Zebah
Zebah, ook geschreven Zeba, Zebach of Zevach, was een koning der Midianieten, die door Gideon werd verslagen en gedood.
Naam. De Hebreeuwse naam is זבח, Zebach. De eigennaam betekent 'slachting'[1], van het werkwoord Zabach, 'slachten'. De naam komt 12x voor in het Oude Testament. Het strongnummer is H2078.

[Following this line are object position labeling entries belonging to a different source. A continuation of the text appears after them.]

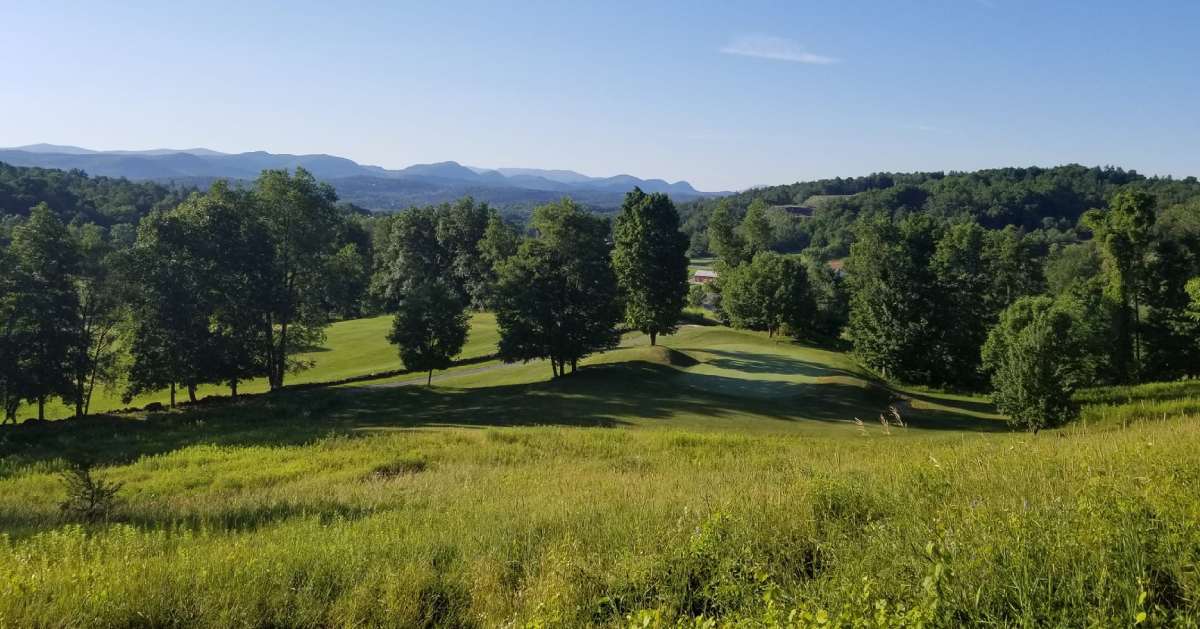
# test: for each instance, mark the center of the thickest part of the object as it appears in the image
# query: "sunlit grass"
(719, 474)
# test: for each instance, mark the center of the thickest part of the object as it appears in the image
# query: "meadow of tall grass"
(561, 526)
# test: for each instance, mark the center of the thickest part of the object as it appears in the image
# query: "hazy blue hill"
(370, 186)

Zebah was een van de twee koningen van Midian die Israël waren binnengevallen. De andere koning heette Zalmuna. Gideon nam na een achtervolging (zie gele lijn op de kaart hieronder) beiden gevangen. Hij liet ze niet in leven, omdat zij vroeger broers van hem hadden gedood op de berg Tabor. Hij doodde de twee vorsten eigenhandig.
Voetnoot
- ↑ S.J. van Ronkel, Woordenboek der eigennamen, naar hunne eerste spelling en oorspronkelijke uitspraak met eene korte beschrijving de personen, landen en plaatsen, in het Oude Testament voorkomende, en voor het grootste gedeelte ook etymologisch behandeld. (Groningen: M. Smit, 1835). Ronkel was hoofdonderwijzer aan een Joodse school en beëdigd vertaler.